Attraverso una intera pagina pubblicitaria acquistata dal Codacons e pubblicata domani su Italia Oggi, l’associazione lancia un appello pubblico a tutti i cittadini, finalizzato ad avviare una colletta per pagare i 30 milioni di euro richiesti da Mps all’associazione.
Lo afferma il Codacons, commentando l’iniziativa legale intrapresa da Monte dei Paschi di Siena, che con formale atto di citazione ha chiesto 30 milioni di euro di risarcimento danni all’associazione dei consumatori.
La decisione abnorme di Mps è l’ennesimo atto di intimidazione contro chi difende i consumatori e gli azionisti (iniziativa simile è stata intrapresa da Tod’s per i ricorsi contro il restauro del Colosseo) e viene qualificata dal Codacons come un abuso del diritto e un chiaro tentativo di chiudere la bocca a chi, per il suo ruolo, ha il dovere di informare i cittadini e il mercato circa gli abusi delle banche.
La citazione della banca – prosegue il Codacons – è stata accolta nei nostri uffici con un corale scroscio di risate, visto che Profumo e Viola ritengono che Mps sia stata diffamata non dai tanti magistrati che hanno indagato, incriminato e stanno processando per gravissimi reati (manipolazione del mercato, ostacolo alle funzioni dell’autorità di vigilanza, falso in prospetto, false comunicazioni sociali, insider trading) gli ex dirigenti della banca stessa, ma da alcuni comunicati stampa dell’associazione e interventi, in qualità di azionista, nel corso delle assemblee della banca.

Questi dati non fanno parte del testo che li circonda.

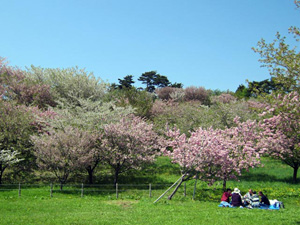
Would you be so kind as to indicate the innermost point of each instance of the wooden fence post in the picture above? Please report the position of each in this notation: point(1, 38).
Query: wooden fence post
point(51, 190)
point(19, 189)
point(117, 193)
point(195, 185)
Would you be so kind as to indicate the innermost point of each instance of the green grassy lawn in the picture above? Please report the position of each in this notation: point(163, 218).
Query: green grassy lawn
point(134, 206)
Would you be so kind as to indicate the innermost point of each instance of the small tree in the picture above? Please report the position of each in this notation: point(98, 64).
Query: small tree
point(129, 144)
point(63, 151)
point(15, 131)
point(213, 154)
point(281, 130)
point(7, 158)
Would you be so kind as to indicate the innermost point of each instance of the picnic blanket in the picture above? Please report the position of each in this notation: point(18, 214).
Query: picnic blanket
point(275, 205)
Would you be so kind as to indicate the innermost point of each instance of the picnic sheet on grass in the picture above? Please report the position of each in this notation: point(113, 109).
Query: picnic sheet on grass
point(274, 206)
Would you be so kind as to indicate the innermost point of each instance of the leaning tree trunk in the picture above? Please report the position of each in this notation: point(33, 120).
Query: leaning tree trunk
point(295, 173)
point(90, 171)
point(224, 183)
point(175, 190)
point(117, 171)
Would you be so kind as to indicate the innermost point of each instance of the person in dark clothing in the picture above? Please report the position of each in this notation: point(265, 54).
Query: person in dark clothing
point(226, 195)
point(263, 199)
point(236, 198)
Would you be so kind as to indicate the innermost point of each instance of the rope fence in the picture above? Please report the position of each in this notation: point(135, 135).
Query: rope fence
point(147, 190)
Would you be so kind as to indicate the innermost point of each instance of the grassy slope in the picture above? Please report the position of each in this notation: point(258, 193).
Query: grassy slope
point(36, 207)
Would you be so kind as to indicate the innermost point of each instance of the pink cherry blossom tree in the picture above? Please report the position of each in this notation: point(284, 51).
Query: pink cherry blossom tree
point(214, 154)
point(281, 130)
point(128, 144)
point(62, 151)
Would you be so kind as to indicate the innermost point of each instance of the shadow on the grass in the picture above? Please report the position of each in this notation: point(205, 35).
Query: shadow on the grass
point(266, 178)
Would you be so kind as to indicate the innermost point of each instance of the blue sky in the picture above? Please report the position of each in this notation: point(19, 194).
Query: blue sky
point(195, 42)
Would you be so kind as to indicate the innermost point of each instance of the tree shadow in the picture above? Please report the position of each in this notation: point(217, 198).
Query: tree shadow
point(266, 178)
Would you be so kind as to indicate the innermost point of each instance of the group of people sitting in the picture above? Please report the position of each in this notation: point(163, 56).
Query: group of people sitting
point(250, 200)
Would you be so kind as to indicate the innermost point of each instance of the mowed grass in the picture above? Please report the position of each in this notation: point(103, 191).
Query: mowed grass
point(135, 206)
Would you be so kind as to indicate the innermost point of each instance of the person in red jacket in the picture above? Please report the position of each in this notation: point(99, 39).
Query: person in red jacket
point(225, 198)
point(236, 199)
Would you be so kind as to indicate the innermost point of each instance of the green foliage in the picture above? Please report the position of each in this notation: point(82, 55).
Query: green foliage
point(141, 101)
point(282, 60)
point(152, 80)
point(126, 82)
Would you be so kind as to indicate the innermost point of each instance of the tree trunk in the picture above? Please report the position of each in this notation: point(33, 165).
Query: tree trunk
point(295, 174)
point(2, 168)
point(117, 171)
point(175, 190)
point(224, 184)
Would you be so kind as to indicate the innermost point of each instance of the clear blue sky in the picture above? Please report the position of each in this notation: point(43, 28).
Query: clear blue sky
point(196, 42)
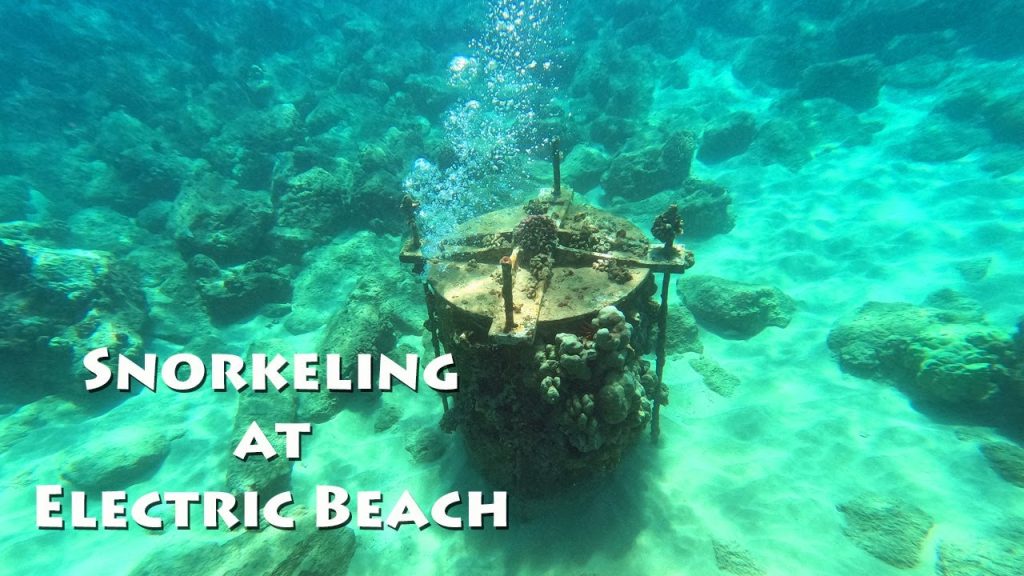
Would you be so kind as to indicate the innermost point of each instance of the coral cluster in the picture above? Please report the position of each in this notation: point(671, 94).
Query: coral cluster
point(536, 234)
point(599, 386)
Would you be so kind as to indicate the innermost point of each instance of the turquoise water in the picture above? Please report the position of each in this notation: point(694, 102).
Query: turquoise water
point(845, 361)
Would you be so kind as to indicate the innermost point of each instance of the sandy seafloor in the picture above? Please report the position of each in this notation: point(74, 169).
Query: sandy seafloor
point(764, 468)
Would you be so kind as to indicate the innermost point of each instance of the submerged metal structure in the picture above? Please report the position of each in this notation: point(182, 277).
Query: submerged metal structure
point(547, 310)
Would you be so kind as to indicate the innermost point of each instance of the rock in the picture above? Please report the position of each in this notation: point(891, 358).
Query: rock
point(781, 141)
point(584, 167)
point(13, 199)
point(923, 72)
point(727, 137)
point(240, 291)
point(855, 82)
point(734, 310)
point(938, 139)
point(958, 364)
point(266, 130)
point(257, 474)
point(363, 325)
point(989, 557)
point(974, 270)
point(281, 552)
point(155, 215)
point(426, 445)
point(612, 406)
point(213, 217)
point(683, 335)
point(771, 59)
point(387, 416)
point(720, 380)
point(940, 354)
point(1007, 459)
point(889, 529)
point(1006, 120)
point(116, 459)
point(705, 207)
point(871, 26)
point(55, 306)
point(45, 412)
point(309, 210)
point(870, 344)
point(649, 162)
point(102, 229)
point(732, 558)
point(146, 165)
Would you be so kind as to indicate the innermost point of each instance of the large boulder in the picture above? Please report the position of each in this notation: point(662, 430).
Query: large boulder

Intanto la citazione, del tutto sballata, ha sollecitato ancor più gli esperti che all’interno dell’associazione hanno il compito di tutelare i piccoli azionisti, al punto che dopo il grande risultato a favore di tutti i cittadini ottenuto in Commissione Europea (la quale come noto ha richiesto – esattamente come il Codacons ha sempre sostenuto – la conversione dei Monti Bond in azioni a meno che MPS non restituisca tre miliardi di aiuti entro il 2014), anche l’IFRS (International Financial Reporting Standards), unico organismo deputato all’interpretazione dei principi contabili internazionali, ha dato ragione all’associazione, respingendo la proposta dell’Organismo Italiano di Contabilità (OIC) che aveva richiesto all’IFRS di pronunciarsi a favore della stessa modalità di contabilizzazione adottata da MPS, ovvero non contabilizzare le operazioni come un derivato (credit default swap).

Sul sito www.codacons.it sarà pubblicato a breve l’appello contenente le modalità attraverso le quali i cittadini potranno versare il contributo di 1 euro all’associazione per far fronte alle infondate pretese di Monte dei Paschi.